Fokus Utama: Rehabilitasi dan Demiliterisasi
Kepala Staf Angkatan Darat (KSAD), Jenderal TNI Maruli Simanjuntak, menegaskan bahwa pemilihan satuan Zeni sebagai tulang punggung brigade ini didasarkan pada kebutuhan mendesak di lapangan. Brigade ini nantinya tidak hanya bertugas menjaga keamanan, tetapi juga memulihkan infrastruktur vital yang hancur total.
“Sesuai perintah Panglima TNI dan Presiden, kami menyiapkan satu brigade, sekitar 5.000 hingga 8.000 personel. Fokusnya adalah Zeni konstruksi, Zeni jandak (penjinak bahan peledak), serta tim medis. Mereka adalah kunci untuk membuka akses bantuan kemanusiaan,” ujar Jenderal Maruli di Jakarta, Rabu (11/02).
Rincian Kekuatan Pasukan RI di Gaza
Berdasarkan data riset yang dihimpun dari lingkungan Mabes TNI, struktur brigade ISF asal Indonesia ini akan terdiri dari:
- Batalyon Zeni Konstruksi: Bertugas membangun hunian sementara, memperbaiki instalasi air, dan memulihkan jaringan listrik di wilayah selatan Gaza (Rafah-Khan Younis).
- Batalyon Kesehatan: Menyiapkan rumah sakit lapangan dengan kapasitas bedah dan perawatan intensif bagi warga sipil.
- Satuan JOM (Penjinak Bahan Peledak): Melakukan sterilisasi wilayah dari sisa-sisa bom atau ranjau pasca-konflik guna memastikan area aman bagi pengungsi.
- Pasukan Pengaman (Infanteri): Bertugas mengawasi garis gencatan senjata dan menjaga depot penyimpanan senjata yang diserahkan dalam proses demiliterisasi.
Pembangunan Markas di Selatan Gaza
Laporan terbaru dari KAN News menyebutkan bahwa tim aju (pendahulu) Indonesia akan segera terbang ke pusat koordinasi di Kiryat Gat untuk finalisasi teknis.
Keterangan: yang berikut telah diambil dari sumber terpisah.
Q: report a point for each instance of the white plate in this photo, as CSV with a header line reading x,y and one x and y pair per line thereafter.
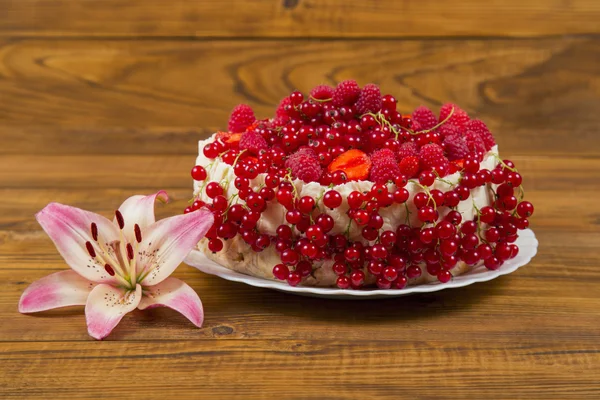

Lokasi penempatan pasukan RI telah ditentukan di area strategis antara Kota Rafah dan Khan Younis. Persiapan bangunan dan perumahan untuk prajurit TNI di lokasi tersebut diperkirakan memakan waktu beberapa minggu sebelum kedatangan pasukan utama.
Kepatuhan pada Rules of Engagement (RoE)
TNI menekankan bahwa operasi ini berada di bawah mandat internasional Board of Peace. Prajurit TNI tidak akan melakukan operasi ofensif atau pelucutan senjata secara proaktif terhadap faksi lokal, melainkan bertindak sebagai pengawas perdamaian dan penjaga perbatasan.
“Prinsipnya kita menjaga stabilitas. Prajurit kita dilatih untuk berinteraksi dengan warga sipil secara humanis, yang selama ini menjadi keunggulan TNI di misi-misi PBB,” tambah keterangan dari Puspen TNI.